This is not the first time of course that slanted and pre-determined conclusions to suit a political agenda are drawn from supposedly “rigorously peer-reviewed research”. Peer-review carried out correctly is no doubt very effective but it also always discourages the non-establishment view. And if the establishment has a preconceived “belief”, then any views dissenting from that orthodoxy are easy to suppress.
There are new allegations of scientific misconduct being directed at the National Park Service. A park service study claims an oyster farm in the Point Reyes National Seashore is harming wildlife, but there are disturbing new questions about the science behind that study.
The Drakes Bay Oyster Company has been at Point Reyes since the 1930s, but the National Park Service says it must close in 2012 in order to return it back to wilderness. The park service released a study in April claiming to have evidence the oyster farm is a threat to harbor seals, driving them out of their home in Drakes Estero. However, an independent analysis by outside experts shows that evidence is slanted to make the oyster farm look bad.
Addendum (21st September 2011)
Disturbance rates in the upper estero (subsites OB, UEF, UEN) significantlyincreased with oyster harvest (rs = 0.55, P < 0.03) (Fig. 2B). This correlationis highly robust to sample size. For example, there was still a significant positivecorrelation (rs = 0.53, P < 0.04) of disturbance rate with oyster harvest evenwhen removing the 2006 disturbance, four of the 2007 disturbances (including twodisturbances on 1 day in 2007 that the mariculture company challenged), and four ofthe 1996 disturbances (nine total) from the analysis.

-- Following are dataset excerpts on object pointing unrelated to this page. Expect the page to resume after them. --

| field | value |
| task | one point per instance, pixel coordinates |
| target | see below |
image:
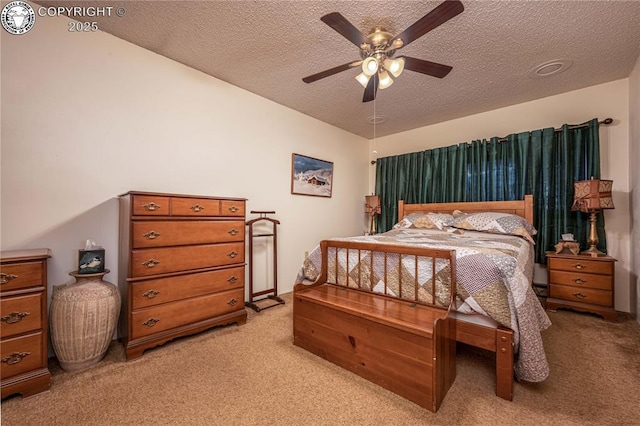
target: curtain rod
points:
(606, 122)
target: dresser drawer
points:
(171, 315)
(579, 294)
(146, 262)
(21, 354)
(178, 233)
(21, 314)
(232, 208)
(195, 207)
(22, 275)
(164, 290)
(581, 265)
(578, 279)
(150, 205)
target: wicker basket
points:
(83, 319)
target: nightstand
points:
(582, 283)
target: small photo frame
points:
(90, 261)
(311, 176)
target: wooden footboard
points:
(483, 332)
(405, 346)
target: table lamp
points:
(589, 197)
(372, 206)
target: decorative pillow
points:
(497, 223)
(425, 221)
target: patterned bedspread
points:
(494, 275)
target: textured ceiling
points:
(266, 47)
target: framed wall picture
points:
(311, 176)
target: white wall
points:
(634, 161)
(602, 101)
(86, 117)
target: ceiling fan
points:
(378, 48)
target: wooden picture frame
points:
(311, 176)
(91, 261)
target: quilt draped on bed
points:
(494, 275)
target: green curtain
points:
(542, 162)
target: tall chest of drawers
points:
(182, 260)
(23, 299)
(582, 283)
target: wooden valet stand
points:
(271, 293)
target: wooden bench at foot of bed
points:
(406, 347)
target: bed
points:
(496, 308)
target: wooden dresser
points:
(23, 307)
(182, 260)
(582, 283)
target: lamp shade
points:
(394, 66)
(592, 194)
(372, 204)
(370, 66)
(363, 79)
(385, 80)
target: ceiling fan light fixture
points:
(394, 66)
(385, 80)
(370, 66)
(363, 79)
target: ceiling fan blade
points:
(431, 20)
(345, 28)
(426, 67)
(330, 72)
(371, 90)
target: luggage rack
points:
(271, 293)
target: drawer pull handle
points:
(151, 206)
(151, 322)
(151, 263)
(5, 278)
(15, 357)
(150, 294)
(14, 317)
(151, 235)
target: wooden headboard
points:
(522, 208)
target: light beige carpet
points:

Similarly, oyster harvest levelsin years with oyster related disturbances were significantly higher (U = 43, n =13, P1−tail < 0.04).
The independent study itself seems to have been done by heavyweights in the world of science led by Corey S Goodman:
“This is a published paper, it’s publicly available, it’s been supported by taxpayer dollars, it’s done by government scientists,” said biologist Corey Goodman, Ph.D. Goodman is a member of the National Academy of Sciences and he has published more than 200 scientific papers. He was asked by a Marin County supervisor in 2007 to look into how the park was conducting scientific research and he’s been pouring over data ever since. …….
It took the National Park Service three months to hand over their data to Goodman. When he finally got it, he shared it with statisticians at Stanford and U.C. Davis to see if they could replicate the results. “And what I find is that none of the conclusions in the paper are valid,” said Goodman. ……That’s why Goodman is charging the park service with distorting science to fit their ultimate goal of closing the oyster farm.
Further details of Dr. Goodman’s charges of scientific misconduct are here.
The author of the Parks Service paper seems to have gone into hiding and the Parks Service is in a defensive mode.
ABC7 wanted to hear from the park service scientist who wrote the study, Dr. Ben Becker, director of the Pacific Coast Science and Learning Center at Point Reyes National Seashore. We asked the park service for an interview, left messages for Becker, and sent emails, but never heard back. We even went to his house to get answers, but Becker refused to answer our questions.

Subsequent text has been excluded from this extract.